Yelp Insights : Data Visualization

Providing Business Owners with a Better Way to Compare Yelp Information

This project aims to provide a visualization tool that illustrates the correlations between the ratings of a particular business and the secondary features that it offers. We plan on using data from Yelp to provide insightful data about what makes a business successful. The primary purpose is to inform prospective business owners about what their business requires to be "successful" in a particular city or area.

This project is an entry for Yelp data contest and is created with the visualisation software Tableau.

Info Visualization
HCED 511
9 weeks

My Roles
Data Visualisation
Interface Design
User Testing

Collaborators
Ying Zheng
Nikhil Venkatesh
Wei-Hung Hsieh


Research


Hypothesis 1: Different kinds of businesses have different secondary features that contribute towards higher star ratings.

Hypothesis 2: For a given business type, the secondary features contributing towards higher ratings vary between different cities / locations.

These two hypotheses are the core of our project. For the purpose of this project, we plan to use the yelp academic challenge dataset. This gives us enough json data to work with. It is formatted well enough to be easy to deal with, but still requires cleaning and pre-formatting before it can be effectively used.

The final product will be a quick visual way to provide our users with a way to get a sense of the market in their location of interest. We believe this will be immensely useful to make business decisions at an early planning stage and will cut the time and resources necessary to conduct market analysis.





Key research question:

1. Is there a correlation between the extra features that a business offers and the ratings it receives on yelp? (eg. Free WiFi, coffee, quiet environments, easy parking, etc.)

2. What are these extra features that highly rated restaurants have in common?

3. Are these features universal or do they vary based on the type of location? Are some features more universal than others?

4. Are these features specifically tied to a certain type of restaurant or are they universal?




Data Profile

We analyzed the dataset to profile the data and identify what sort of formatting is necessary, and what potential challenges we would face. The data was provided as a json file. After converting the file to CSV format, we identified useful fields for our analysis.

NOTE: The points outlined below were gathered from a sample set of the two cities we are focusing on (Urbana-Champaign and Las Vegas) - approx. 24400 Rows.



Data Visualization


We listed all the variables available from the yelp dataset, and then identified the key variables that could help answer our research questions.

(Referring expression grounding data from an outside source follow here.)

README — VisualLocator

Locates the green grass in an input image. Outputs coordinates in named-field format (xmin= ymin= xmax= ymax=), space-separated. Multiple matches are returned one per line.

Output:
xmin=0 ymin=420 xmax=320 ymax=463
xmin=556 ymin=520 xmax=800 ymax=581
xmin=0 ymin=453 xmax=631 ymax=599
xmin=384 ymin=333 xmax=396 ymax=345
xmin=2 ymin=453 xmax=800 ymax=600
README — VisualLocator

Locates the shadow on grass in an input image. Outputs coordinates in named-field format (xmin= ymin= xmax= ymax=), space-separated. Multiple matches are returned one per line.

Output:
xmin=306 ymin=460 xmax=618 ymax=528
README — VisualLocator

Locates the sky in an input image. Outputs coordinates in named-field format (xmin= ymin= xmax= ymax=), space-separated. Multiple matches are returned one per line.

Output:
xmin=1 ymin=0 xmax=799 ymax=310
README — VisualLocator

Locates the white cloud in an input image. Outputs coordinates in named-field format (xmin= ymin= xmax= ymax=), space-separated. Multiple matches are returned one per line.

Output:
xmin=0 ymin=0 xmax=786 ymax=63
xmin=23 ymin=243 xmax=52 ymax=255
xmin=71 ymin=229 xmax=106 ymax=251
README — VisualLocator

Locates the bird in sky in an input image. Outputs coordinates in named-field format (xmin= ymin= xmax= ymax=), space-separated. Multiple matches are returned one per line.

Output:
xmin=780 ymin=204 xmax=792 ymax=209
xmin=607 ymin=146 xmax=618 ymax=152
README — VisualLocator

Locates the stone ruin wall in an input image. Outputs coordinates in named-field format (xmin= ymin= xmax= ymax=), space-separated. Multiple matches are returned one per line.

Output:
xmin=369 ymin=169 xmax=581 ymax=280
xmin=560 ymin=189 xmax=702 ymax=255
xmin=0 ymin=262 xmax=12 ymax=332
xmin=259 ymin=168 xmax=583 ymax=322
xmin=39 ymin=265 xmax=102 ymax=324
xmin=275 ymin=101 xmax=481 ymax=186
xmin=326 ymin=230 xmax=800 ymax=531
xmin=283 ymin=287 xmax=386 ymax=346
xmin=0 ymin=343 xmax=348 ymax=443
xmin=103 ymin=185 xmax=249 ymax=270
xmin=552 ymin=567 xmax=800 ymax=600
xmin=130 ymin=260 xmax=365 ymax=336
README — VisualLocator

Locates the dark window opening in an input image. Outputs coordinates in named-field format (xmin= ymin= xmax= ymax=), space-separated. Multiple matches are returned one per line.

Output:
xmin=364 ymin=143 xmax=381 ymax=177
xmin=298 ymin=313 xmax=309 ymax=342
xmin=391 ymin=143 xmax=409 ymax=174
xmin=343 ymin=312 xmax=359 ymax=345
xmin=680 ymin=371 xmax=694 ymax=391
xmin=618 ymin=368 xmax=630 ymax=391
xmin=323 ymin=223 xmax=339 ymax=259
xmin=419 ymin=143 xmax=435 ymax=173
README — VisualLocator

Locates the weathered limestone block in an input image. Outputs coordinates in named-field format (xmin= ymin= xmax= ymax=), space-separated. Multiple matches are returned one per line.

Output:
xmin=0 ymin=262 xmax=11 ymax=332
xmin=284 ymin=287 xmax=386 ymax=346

We spent a few minutes brainstorming and sketching on paper. These ideas include using a map to show the clustering of different type of restaurants in the two cities, bar charts to illustrate restaurants' average ratings by attributes, and packed bubble graph to display the importance of the attributes, etc.



We started by designing the basic layout of the visualization in wireframe.



Based on the feedback from the first user test, we used Tableau to create the second iteration of the interface. In this version, we included household income data from Zillow into Tableau map to show more neighborhood information. We also eliminated attributes that our user said were not very necessary. To show the distribution of rating, we added a boxplot layered on top of individual restaurant rating above the map view. We also use different levels of red density to show the variance in star ratings.















Our final prototype includes a map view of the distribution of restaurants in the city, a scatter plot of restaurants aggregated by cuisine type, a stacked horizontal bar chart of WiFi availability of restaurants, and a line graph illustrating the relationship between price range and star rating moderated by noise level. We used color to represent different type of cuisines, so that users can easily compare the distribution of two or more cuisine types on the map.






Final Thoughts


We followed human-centered design process to create this visualization. In the ideation phase, we used descriptive analysis to examine the data profile, found out suitable variables for business decision making, and sketched paper prototypes. We conducted four interviews with our target users and 3 usability studies. Our prototypes evolved from paper drawings to clickable InVision mock-up, and eventually high fidelity prototype on Tableau. Following is some detailed analysis of our visualization, its limitations, and possible direction for future iterations. Therefore, this visualization is meant to serve as a starting point for market analysts use as a guide and build on.